The USDCAD has risen past the 100-hour MA, providing buyers with renewed optimism for further gains

    by VT Markets
    /
    Apr 22, 2025

    During the Asia-Pacific session, USDCAD fell below a key swing area, ranging from 1.38078 to 1.38499, reaching a low of 1.37808 before rebounding to 1.3845. This level aligned with the upper boundary of the swing zone established in October and November 2024.

    The price dropped again, breaching the swing area and hitting a new low of 1.37922. However, it rebounded during the European session, climbing above the swing area to an intraday high of 1.38609.

    Moving Averages and Market Behavior

    This upward move took the pair above the 100-hour moving average at 1.38463, which had served as a ceiling with previous failed attempts to break it earlier in the week. Buyers must maintain the price above this moving average to continue their momentum shift.

    Achieving this requires targeting the 200-hour moving average at 1.38828, a level not surpassed since brief pushes in early April. A sustained price above both the 100-hour and 200-hour moving averages could enhance the bullish potential, indicating a shift in short-term technical momentum favourably for buyers.

    What we’ve seen is a classic case of resistance giving way, followed by a tentative reclaim. The loonie, when paired with the greenback, initially slipped through a well-tested zone that had previously provided structure during late 2024. That range acted as a buffer for both buyers and sellers, before losing ground in a weak Asia session. Once price action broke beneath 1.3800, even briefly, it suggested that sell-side pressure still had weight. But that didn’t last.

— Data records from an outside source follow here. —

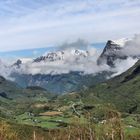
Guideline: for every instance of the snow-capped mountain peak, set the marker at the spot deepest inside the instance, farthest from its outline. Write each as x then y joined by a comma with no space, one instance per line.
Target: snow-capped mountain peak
62,55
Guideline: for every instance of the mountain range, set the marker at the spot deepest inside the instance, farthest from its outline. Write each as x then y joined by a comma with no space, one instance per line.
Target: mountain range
67,69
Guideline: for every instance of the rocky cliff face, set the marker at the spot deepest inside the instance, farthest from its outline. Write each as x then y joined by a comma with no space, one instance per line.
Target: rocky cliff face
111,52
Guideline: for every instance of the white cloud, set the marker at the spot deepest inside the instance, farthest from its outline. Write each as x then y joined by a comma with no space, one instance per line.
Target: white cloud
31,24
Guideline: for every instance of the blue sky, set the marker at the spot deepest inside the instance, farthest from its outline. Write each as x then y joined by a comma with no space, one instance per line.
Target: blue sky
28,24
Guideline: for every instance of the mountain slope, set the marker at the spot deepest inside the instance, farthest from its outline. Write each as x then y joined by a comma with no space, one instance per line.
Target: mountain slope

    By London hours, buyers had pushed back effectively. The bounce took price all the way up through the upper part of the initial range and then beyond the 100-hour moving average – a level that had proven sticky several times earlier in the week. That kind of behaviour matters. When a marker like the 100-hour moving average moves from being resistance to potential support, we take notice. It’s a sign that sentiment is adjusting, even if only in the short run.

    Looking Ahead

    There is now a window of opportunity. Price has touched the 1.3860s but is still magnetised to the cluster of moving averages. Notably, the 200-hour measure remains unconquered. That line is far from arbitrary; it has marked upper bounds since early April, and so far, has rejected any attempts to move above it for more than a few hours. If that level gives way with conviction – and holds – we’re looking at a genuine shift.

    So where do we go from here?

    As long as price sits above the 100-hour level, there are reasons to stay constructive. But that line must remain intact. If it doesn’t, we risk slipping back into the former range, where failed breakouts are common and conviction wanes. In that case, the edge gets lost quickly.

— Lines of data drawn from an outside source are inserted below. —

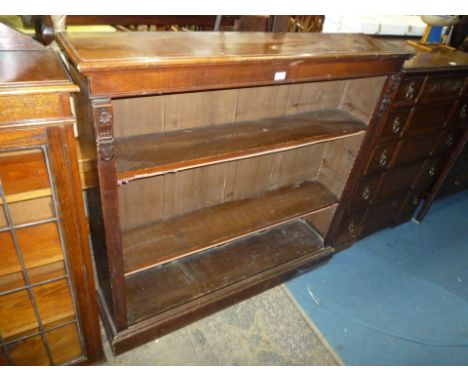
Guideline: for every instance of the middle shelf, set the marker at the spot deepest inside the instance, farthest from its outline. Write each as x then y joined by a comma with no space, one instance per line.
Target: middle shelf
155,154
163,241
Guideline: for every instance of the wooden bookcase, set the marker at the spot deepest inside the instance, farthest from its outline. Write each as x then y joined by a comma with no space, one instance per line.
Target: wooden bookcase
48,310
221,158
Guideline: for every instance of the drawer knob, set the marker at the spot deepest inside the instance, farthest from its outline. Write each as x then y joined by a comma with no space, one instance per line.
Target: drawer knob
463,111
449,141
383,158
396,125
366,193
351,227
409,95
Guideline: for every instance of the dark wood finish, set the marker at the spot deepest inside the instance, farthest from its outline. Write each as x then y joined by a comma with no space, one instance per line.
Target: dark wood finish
440,180
11,39
106,169
218,178
421,134
36,115
166,62
147,155
157,244
173,319
165,287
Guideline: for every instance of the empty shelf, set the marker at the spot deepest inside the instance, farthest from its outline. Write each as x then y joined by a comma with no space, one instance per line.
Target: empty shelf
164,241
160,153
218,272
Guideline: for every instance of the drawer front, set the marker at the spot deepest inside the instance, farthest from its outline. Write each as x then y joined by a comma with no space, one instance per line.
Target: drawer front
395,124
426,118
428,173
365,192
442,87
408,90
414,149
459,117
26,109
446,141
380,158
409,205
396,181
382,215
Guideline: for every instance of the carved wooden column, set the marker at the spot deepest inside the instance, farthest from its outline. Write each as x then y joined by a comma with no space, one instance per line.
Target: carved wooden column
106,167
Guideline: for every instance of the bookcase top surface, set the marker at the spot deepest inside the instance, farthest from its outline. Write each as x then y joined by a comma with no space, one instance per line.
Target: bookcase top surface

    Volume is worth watching too. Any move beyond the 200-hour average needs to be supported by higher-than-average volume to be trusted. Otherwise, it risks fading just as previous attempts have.

    The broad takeaway here is momentum. Right now, it’s starting to swing in favour of price recovery – but only just. The open in North America will provide the real test. Until then, price is hovering in a zone where intent hasn’t turned into follow-through. Hold the higher ground, and buyers may have something to build on. Lose it, and we’re back in the same range-bound indecision we’ve seen for weeks.